The purpose of this project is to learn how NNS affects the health of the blood vessels.

Type 1 diabetes (T1D) is an autoimmune disease that requires lifelong dependence on prescribed insulin. Scientists know that if an individual has T1D, they are at greater risk of having cardiovascular disease than people who do not have diabetes.

To help manage diabetes, individuals may talk with their doctor about adjusting what they normally eat or drink. Doctors typically ask that individuals avoid foods and drinks with lots of sugar in them. In response to this, individuals might drink diet drinks or eat snacks or other foods that are sugar-free. Sugar-free drinks and foods have NNS which help things taste sweet without impacting their blood glucose.

Concern exists that consuming NNS may make individuals more at risk for developing cardiovascular disease. Although the American Heart Association advises against long-term NNS consumption, about 20% of all beverages consumed by children contain NNS.

Currently, there are no scientifically backed questionnaires to assess how much NNS someone is consuming. As well, there are no commercially available lab tests to determine how much NNS is in someone's blood. This makes it difficult to draw associations or causal relationships between NNS exposure and health outcomes.

By conducting this project, the investigators hope to gain knowledge to potentially inform and revise care guidelines for individuals with T1D and ultimately lead to improved nutritional recommendations and clinical care of children.
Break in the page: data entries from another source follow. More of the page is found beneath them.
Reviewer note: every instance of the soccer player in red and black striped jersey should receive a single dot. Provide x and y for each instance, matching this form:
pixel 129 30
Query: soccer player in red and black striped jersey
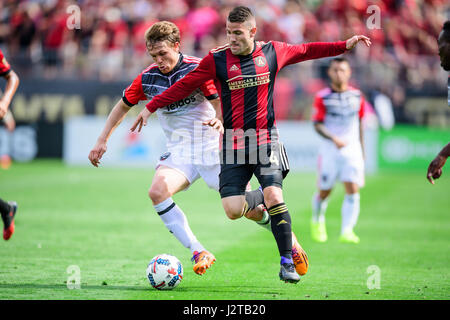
pixel 435 167
pixel 244 72
pixel 7 209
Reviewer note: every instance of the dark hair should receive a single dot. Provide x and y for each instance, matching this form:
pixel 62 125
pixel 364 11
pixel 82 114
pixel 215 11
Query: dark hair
pixel 240 14
pixel 446 26
pixel 339 60
pixel 446 31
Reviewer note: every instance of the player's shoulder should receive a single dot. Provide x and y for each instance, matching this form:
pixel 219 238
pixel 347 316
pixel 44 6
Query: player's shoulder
pixel 191 59
pixel 324 92
pixel 354 90
pixel 150 68
pixel 219 49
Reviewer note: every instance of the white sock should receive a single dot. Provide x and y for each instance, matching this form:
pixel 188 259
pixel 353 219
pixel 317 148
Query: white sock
pixel 175 220
pixel 350 211
pixel 265 221
pixel 319 208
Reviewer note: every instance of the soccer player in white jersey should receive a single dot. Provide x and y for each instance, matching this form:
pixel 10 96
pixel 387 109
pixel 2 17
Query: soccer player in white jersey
pixel 338 111
pixel 178 168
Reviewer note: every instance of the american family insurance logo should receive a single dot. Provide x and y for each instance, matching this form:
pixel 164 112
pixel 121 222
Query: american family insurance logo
pixel 245 81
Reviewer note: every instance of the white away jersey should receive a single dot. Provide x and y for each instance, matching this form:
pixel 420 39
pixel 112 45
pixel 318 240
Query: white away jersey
pixel 181 121
pixel 340 112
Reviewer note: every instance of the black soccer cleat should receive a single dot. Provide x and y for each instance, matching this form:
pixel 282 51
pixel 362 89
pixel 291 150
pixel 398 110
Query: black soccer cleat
pixel 288 274
pixel 8 220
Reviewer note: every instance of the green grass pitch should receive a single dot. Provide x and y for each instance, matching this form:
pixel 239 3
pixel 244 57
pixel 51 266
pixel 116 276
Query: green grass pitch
pixel 101 220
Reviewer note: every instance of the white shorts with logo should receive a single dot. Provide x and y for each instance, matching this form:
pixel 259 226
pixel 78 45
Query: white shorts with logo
pixel 346 164
pixel 193 171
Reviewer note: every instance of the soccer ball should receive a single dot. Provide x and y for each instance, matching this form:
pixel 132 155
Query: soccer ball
pixel 164 272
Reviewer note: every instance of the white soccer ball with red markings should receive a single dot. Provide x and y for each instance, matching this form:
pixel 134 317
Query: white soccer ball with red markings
pixel 164 272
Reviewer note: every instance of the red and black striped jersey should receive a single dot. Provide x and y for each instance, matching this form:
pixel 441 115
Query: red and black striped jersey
pixel 5 68
pixel 246 82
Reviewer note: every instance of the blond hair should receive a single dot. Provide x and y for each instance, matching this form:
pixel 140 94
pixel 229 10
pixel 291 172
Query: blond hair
pixel 162 31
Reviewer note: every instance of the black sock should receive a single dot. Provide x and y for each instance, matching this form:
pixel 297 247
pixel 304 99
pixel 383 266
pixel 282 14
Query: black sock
pixel 254 198
pixel 4 207
pixel 281 229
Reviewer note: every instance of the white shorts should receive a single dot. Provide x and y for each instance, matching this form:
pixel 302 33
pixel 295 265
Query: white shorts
pixel 345 166
pixel 209 173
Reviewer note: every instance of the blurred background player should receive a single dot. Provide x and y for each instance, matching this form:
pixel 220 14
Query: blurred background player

• Study Type: Interventional
• Enrollment (Estimated): 20
• Phase: Not Applicable

Contacts and Locations

• Study Contact: Name: Susanne M Cabrera, MD; Phone Number: 414-955-4903; Email: T1dinfo@mcw.edu

Study Locations

• United States
  • Wisconsin
    • Milwaukee, Wisconsin, United States, 53226
      • Medical College of Wisconsin
      • Principal Investigator: Susanne M Cabrera, MD

Participation Criteria

Eligibility Criteria

• Ages Eligible for Study: Child; Adult
• Accepts Healthy Volunteers: No

Description

Inclusion Criteria:

1. Aged 15-24 years
2. Clinical diagnosis of type 1 diabetes, requiring insulin therapy, of ≥ 1 to < 10 years duration.
3. Last available HbA1c ≤ 8.5% (obtained by chart review in Children's Wisconsin Diabetes Clinic patients or verbally by individuals not receiving diabetes care at Children's Wisconsin)
4. Current use of an FDA approved automated insulin delivery (AID) system
5. Willing to consume a 12 ounce Gatorade G Zero Glacier Cherry drink in less than 10 minutes
6. Willing and able to give informed consent or have parent or legal guardian provide informed consent if the subject is < 18 years of age

Exclusion Criteria:

1. Any disease other than type 1 diabetes that affects glucose, sex steroid, or fat metabolism such as polycystic ovary syndrome or hypercortisolism
2. Any medication use that may affect glucose, sex steroid, or fat metabolism such as metformin or glucocorticoids
3. Half or full sibling already participating in this study
4. Known cardiovascular disease such as hypertension or atherosclerosis, and/or use of an anti-hypertensive medication
5. Known hyperlipidemia, defined as LDL ≥ 160 mg/dL, and/or use of lipid-lowering medication, such as statin therapy
6. Known renal disease or microalbuminuria, and/or use of angiotensin-converting enzyme (ACE) inhibitor or angiotensin II receptor blockers (ARBs) for microalbuminuria
7. Known diabetic retinopathy or neuropathy
8. Raynaud's phenomenon or other vascular disease
9. Obesity and/or body habitus that precludes completion of the flow-mediated brachial ultrasound study (generally, BMI > 40 kg/m2 in adults) - this is at study team's discretion.
10. Pregnancy or lactation
11. Any condition that, in the investigator's opinion, may compromise study participation or may confound the interpretation of the study results.

Study Plan

How is the study designed?

Design Details

• Primary Purpose: Basic Science
• Allocation: N/A
• Interventional Model: Single Group Assignment
• Masking: None (Open Label)

Number of Arms

1

Arms and Interventions

Participant Group / Arm	Intervention / Treatment
Experimental: Treatment Group; Sports Drink - Participants will drink a cherry sports drink within 10 minutes.	Dietary supplement: Cherry Sports Drink; 12 oz bottle (1 1/2 cups) of Gatorade G Zero Glacier Cherry™ Sports Drink; Other Names: Gatorade Zero Glacier Cherry™

What is the study measuring?

Primary Outcome Measures

Outcome Measure	Measure Description	Time Frame
Change in "in vivo" endothelial function and vascular stiffness	Brachial artery ultrasound will measure flow-mediated dilation % (FMD%) at baseline and 1 hour after drinking a non-nutritive sweetened sports drink.	2 years (duration of study)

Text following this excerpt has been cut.